Ночь прошла точно так, как он и предвидел. То ли полусон, то ли полубред с боязнью лишний раз пошевелиться от мигом пронзающей боли. Утром, решив, что пора вставать – даже эта зыбкая сонливость улетучилась – Филатов с огромными усилиями смог сесть на краю кровати. Мокрую насквозь от пота ночную рубашку он снял и бросил в угол. Начать день, как всегда в подобных случаях, Владимир Андреевич решил с гимнастики, которой его научил индус, задержанный по какому-то делу вместе со своим бродячим цирком. Цирк в результате отпустили, а сыщик обогатился новым знанием. Пришлось сползти на пол, сдерживая стон. Сначала Филатов просто лежал на твёрдом, а затем встал на четвереньки и начал то выгибать спину кверху, то прогибаться до пола, подобно кошке, потягивающейся после сна. Постепенно кровь побежала быстрее, кости перестали скрипеть при каждом движении. Можно было привести себя в порядок и решить, что делать. Владимир Андреевич умылся, оттерев с кулака запёкшуюся кровь вчерашнего преступника. Тут пришёл обещанный губернатором лекарь. Врач растёр сыщика мазями, рассказывая что-то о болезни и мерах предосторожности от неё, но Филатов не слушал – знал это всё, нового ничего не было. Мышцы наконец разогрелись, двигаться стало немного легче. Поблагодарив доктора, Владимир Андреевич решил пройтись. Поезд в Москву отправится вечером, не валяться же весь день в кровати, хотя лекарь именно это и советовал, только вот потом вообще не встанешь. Ярмарка опять же, надо посмотреть. Железную трость пришлось оставить, вместо неё сыщик взял облегчённую, с острым клинком, спрятанным внутри. Прогуляться получилось недалеко – было совсем худо. Так Филатов оказался утром на скамеечке под тентом у магазина купца Морозцева и принял его приглашение – ходить всё равно получалось плохо, а ярмарку увидеть хотелось.
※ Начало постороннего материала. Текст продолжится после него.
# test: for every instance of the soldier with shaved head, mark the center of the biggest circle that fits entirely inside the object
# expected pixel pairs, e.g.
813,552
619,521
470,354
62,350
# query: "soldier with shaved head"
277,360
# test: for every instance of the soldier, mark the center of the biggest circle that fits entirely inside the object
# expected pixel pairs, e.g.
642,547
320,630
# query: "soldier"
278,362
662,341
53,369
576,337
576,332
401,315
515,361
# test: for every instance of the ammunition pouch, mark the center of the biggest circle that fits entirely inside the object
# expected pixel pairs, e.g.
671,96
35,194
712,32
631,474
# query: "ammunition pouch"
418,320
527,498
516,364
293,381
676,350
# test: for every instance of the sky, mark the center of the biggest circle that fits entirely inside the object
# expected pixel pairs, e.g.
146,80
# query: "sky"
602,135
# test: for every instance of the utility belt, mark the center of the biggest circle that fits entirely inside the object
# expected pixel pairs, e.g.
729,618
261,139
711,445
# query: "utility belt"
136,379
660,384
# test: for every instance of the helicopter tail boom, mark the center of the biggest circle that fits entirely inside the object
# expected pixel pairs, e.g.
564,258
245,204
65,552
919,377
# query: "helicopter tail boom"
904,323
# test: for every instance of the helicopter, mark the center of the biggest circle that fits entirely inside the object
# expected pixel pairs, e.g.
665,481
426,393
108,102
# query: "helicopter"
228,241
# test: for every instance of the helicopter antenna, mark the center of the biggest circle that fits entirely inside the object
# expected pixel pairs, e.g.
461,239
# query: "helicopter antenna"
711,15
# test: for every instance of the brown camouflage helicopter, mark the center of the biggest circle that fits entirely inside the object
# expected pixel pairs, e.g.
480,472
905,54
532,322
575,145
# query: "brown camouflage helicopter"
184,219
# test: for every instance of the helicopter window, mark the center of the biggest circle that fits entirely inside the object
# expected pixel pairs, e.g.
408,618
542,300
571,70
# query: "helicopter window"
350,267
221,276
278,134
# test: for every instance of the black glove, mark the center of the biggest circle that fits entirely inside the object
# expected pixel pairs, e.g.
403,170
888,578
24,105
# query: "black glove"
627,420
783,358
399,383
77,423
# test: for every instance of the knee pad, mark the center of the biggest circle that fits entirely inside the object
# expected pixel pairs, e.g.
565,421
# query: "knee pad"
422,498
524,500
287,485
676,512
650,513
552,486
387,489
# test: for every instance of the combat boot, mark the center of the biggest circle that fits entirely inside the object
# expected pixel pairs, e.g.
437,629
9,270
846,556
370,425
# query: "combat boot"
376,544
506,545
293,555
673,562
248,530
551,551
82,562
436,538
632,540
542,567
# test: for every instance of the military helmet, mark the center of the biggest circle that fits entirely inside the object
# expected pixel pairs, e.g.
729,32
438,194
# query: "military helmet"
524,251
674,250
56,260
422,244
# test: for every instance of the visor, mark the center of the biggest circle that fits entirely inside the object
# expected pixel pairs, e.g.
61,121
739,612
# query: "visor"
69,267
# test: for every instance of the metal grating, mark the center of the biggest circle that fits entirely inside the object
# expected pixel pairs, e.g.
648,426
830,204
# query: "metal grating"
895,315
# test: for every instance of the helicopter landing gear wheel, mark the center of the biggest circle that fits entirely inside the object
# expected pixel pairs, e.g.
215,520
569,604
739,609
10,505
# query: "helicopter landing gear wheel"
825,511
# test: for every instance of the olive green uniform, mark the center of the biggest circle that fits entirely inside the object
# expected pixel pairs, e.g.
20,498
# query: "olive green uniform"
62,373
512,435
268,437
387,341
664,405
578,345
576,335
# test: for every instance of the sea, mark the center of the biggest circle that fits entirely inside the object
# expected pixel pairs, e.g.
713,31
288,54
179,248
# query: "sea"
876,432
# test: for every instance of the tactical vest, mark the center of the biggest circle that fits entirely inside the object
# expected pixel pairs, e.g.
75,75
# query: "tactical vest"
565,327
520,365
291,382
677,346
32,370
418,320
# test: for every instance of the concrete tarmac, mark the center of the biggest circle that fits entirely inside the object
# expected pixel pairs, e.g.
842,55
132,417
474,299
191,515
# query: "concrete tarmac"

На улицах бурлила жизнь. Савелия Трофимовича приветствовал буквально каждый встречный. Кому-то купец отвечал, учтиво приподнимая шляпу, кому-то, слегка кивая и касаясь её полей, кого-то и вовсе удостаивал лишь взором. Пару раз он даже приказал кучеру остановиться, чтобы выйти из экипажа и коротко с кем-то переговорить. Видимо, повстречал очень важных людей. При этом Морозцев успевал показывать и рассказывать попутчику о том, что происходит вокруг. Слушать его было удовольствием, как всякий раз бывает, когда рассказчик по-настоящему увлечён предметом разговора и хорошо его знает. Владимир Андреевич наблюдал за всем сквозь полуприкрытые глаза, но отчётливо чувствовал, чувствовал кожей и всем естеством, как бьётся неукротимый пульс крупнейшей русской ярмарки, как подчиняет себе и заставляет служить энергия денег, сконцентрированная в этом месте. Все здесь стараются зачерпнуть с лихвой из золотых рек, протекающих рядом. Сама же природная река полна лодок, барж, пароходов. Гружёные и пустые они стремятся причалить, быстро оставить или принять на борт груз и скорее отчалить. Грузчики на судах хватают крюками товар и закидывают себе на спины. Согнувшись в три погибели они бегут или вниз, или вверх по сходням, расчищая себе путь отборным матом, скидывают поклажу у весов и без передышки отправляются за новым грузом, чтобы успеть побольше заработать. На перевеске спорят до хрипоты приёмщики и сдатчики, стараясь выторговать друг у друга лишний золотник2 веса, лишнюю копейку. Рядом толкутся ломовики, наперебой предлагают доставить товар куда прикажут. Извозчики везут купцов по своим лавкам и амбарам, где те встречаются с покупателями, и снова начинается торг, торг до хрипоты, торг до мокрых от пота рубах. Наконец, хлопают по рукам, и сделка на десятки тысяч заключена. Теперь радостных торговцев ждут радушные хозяева трактиров, пронырливые половые, русские и цыганские хоры, кокетливые певички. Ночью на охоту выходят те, с кем лучше не встречаться, кто давно фигурирует в полицейских сводках, на ком уже не один грабёж и убийство.